Telecoms provider Vodafone has been singled out as a “strong buy” buy for investors following the posting of positive financial results today.

The group has announced that operating profits are up 15.4% to €4.3 billion in the year to 31 March 2018.

As such, Richard Hunter, head of markets at investment platform Interactive Investor (Moneywise’s parent company), believes the future for Vodafone looks fruitful.

He explains: “On most metrics, the company has exceeded expectations, with another reduction in net operating costs and a strong hike in adjusted earnings pushing Vodafone back into the black. Pre-tax profits showed a 39% increase, while from an operational perspective broadband gains and strong data demand provided additional tailwinds. Even at the flagging India business, where revenues were down 19% due largely to intense competition, the announcement of the merger with Idea Cellular is not only timely but likely to be mutually beneficial.”
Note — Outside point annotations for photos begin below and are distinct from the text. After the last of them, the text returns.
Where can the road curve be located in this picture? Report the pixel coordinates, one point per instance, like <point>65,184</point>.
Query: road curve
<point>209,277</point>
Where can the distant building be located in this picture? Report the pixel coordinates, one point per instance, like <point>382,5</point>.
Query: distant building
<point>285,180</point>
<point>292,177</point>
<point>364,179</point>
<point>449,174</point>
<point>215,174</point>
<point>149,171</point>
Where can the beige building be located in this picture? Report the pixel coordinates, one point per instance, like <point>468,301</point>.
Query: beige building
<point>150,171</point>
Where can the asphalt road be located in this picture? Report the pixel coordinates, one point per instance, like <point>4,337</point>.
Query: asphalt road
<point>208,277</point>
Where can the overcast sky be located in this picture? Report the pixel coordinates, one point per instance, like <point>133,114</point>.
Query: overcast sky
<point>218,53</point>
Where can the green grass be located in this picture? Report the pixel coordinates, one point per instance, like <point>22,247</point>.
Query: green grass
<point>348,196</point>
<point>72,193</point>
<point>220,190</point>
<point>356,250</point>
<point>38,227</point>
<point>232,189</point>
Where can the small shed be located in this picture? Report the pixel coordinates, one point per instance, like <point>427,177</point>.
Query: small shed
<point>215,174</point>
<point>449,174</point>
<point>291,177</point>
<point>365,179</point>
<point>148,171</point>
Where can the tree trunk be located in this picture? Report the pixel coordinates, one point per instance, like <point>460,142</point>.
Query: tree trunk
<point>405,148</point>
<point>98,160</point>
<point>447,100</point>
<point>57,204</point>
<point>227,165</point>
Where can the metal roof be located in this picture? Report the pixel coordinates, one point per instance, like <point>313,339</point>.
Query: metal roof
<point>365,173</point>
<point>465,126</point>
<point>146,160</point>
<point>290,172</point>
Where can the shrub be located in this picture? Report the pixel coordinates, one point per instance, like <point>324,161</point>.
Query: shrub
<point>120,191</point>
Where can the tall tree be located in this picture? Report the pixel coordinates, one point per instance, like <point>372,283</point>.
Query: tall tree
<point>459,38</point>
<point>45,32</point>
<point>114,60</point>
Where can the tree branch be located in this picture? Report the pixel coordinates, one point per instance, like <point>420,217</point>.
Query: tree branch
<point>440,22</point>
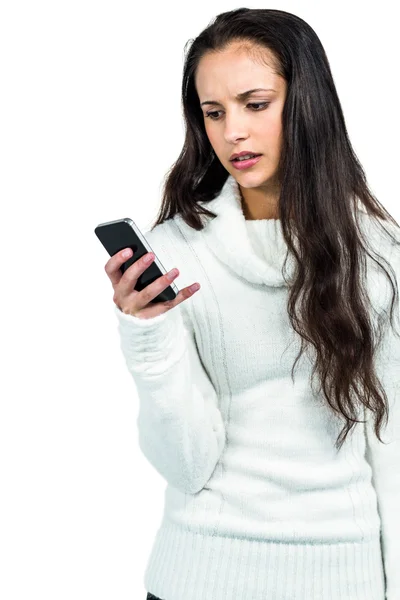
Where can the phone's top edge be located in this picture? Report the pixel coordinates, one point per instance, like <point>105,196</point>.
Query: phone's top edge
<point>126,220</point>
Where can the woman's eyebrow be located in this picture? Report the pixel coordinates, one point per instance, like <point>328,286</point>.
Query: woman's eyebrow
<point>241,96</point>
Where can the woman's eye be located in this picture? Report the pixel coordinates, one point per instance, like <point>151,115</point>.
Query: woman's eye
<point>215,112</point>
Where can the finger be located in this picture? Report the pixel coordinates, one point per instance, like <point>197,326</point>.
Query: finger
<point>112,266</point>
<point>129,279</point>
<point>155,309</point>
<point>153,289</point>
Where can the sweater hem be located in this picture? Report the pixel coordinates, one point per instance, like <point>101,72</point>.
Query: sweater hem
<point>186,565</point>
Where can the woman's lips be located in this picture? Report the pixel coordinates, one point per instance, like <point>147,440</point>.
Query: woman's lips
<point>245,164</point>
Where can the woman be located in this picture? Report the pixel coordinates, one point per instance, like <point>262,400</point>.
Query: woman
<point>269,495</point>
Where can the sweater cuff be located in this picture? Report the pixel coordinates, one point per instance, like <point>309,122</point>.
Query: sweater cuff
<point>151,345</point>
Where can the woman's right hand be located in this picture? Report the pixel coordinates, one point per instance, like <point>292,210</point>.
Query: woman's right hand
<point>137,304</point>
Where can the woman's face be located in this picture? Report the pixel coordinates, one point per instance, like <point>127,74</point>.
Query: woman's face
<point>234,125</point>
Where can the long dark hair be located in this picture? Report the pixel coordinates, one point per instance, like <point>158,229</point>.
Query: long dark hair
<point>321,180</point>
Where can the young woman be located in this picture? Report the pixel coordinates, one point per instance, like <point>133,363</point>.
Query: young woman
<point>277,488</point>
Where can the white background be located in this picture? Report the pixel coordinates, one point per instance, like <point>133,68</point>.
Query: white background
<point>90,123</point>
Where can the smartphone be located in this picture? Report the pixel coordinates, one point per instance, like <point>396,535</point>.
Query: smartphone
<point>124,233</point>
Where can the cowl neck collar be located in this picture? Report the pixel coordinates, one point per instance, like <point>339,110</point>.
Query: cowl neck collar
<point>229,237</point>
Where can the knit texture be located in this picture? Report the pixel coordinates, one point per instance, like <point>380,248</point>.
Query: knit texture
<point>259,503</point>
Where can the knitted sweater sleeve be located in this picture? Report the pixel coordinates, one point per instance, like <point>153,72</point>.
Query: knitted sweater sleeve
<point>181,430</point>
<point>385,458</point>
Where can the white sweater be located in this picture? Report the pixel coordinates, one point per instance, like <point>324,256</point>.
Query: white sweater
<point>259,505</point>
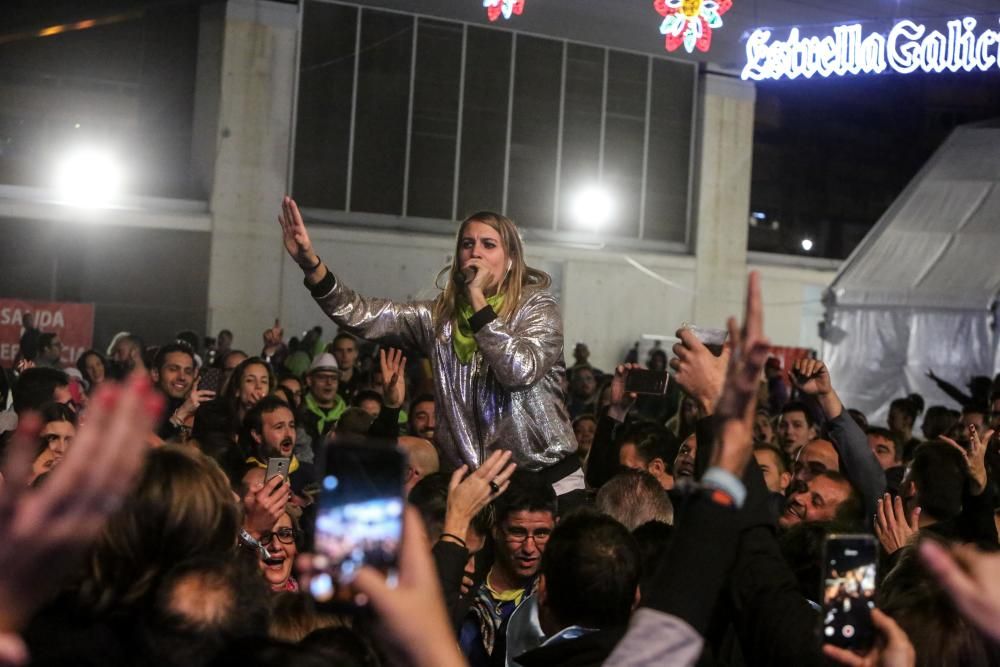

Mr Hunter does caution that shares have lost 2% over the last year compared to a 3.7% gain for the wider FTSE 100. In addition, new debt remains at a “significant level” and competition in the sector is “fierce”.

But overall, he believes the company is a “strong buy” for income-seeking investors. “Despite continued investment in the business, such as India and the Liberty Global Germany acquisition, Vodafone has again raised its dividend in view of its own confidence in prospects, and the current yield of 6.4% is a strong invitation to investors who are being paid handsomely to wait while the strategy unfolds.”

Only last June The Share Centre highlighted Vodafone its share of the week due to it being one of the fastest growing broadband providers in Europe.

At the time of writing on 15 May 2018, Vodafone was trading at 200p.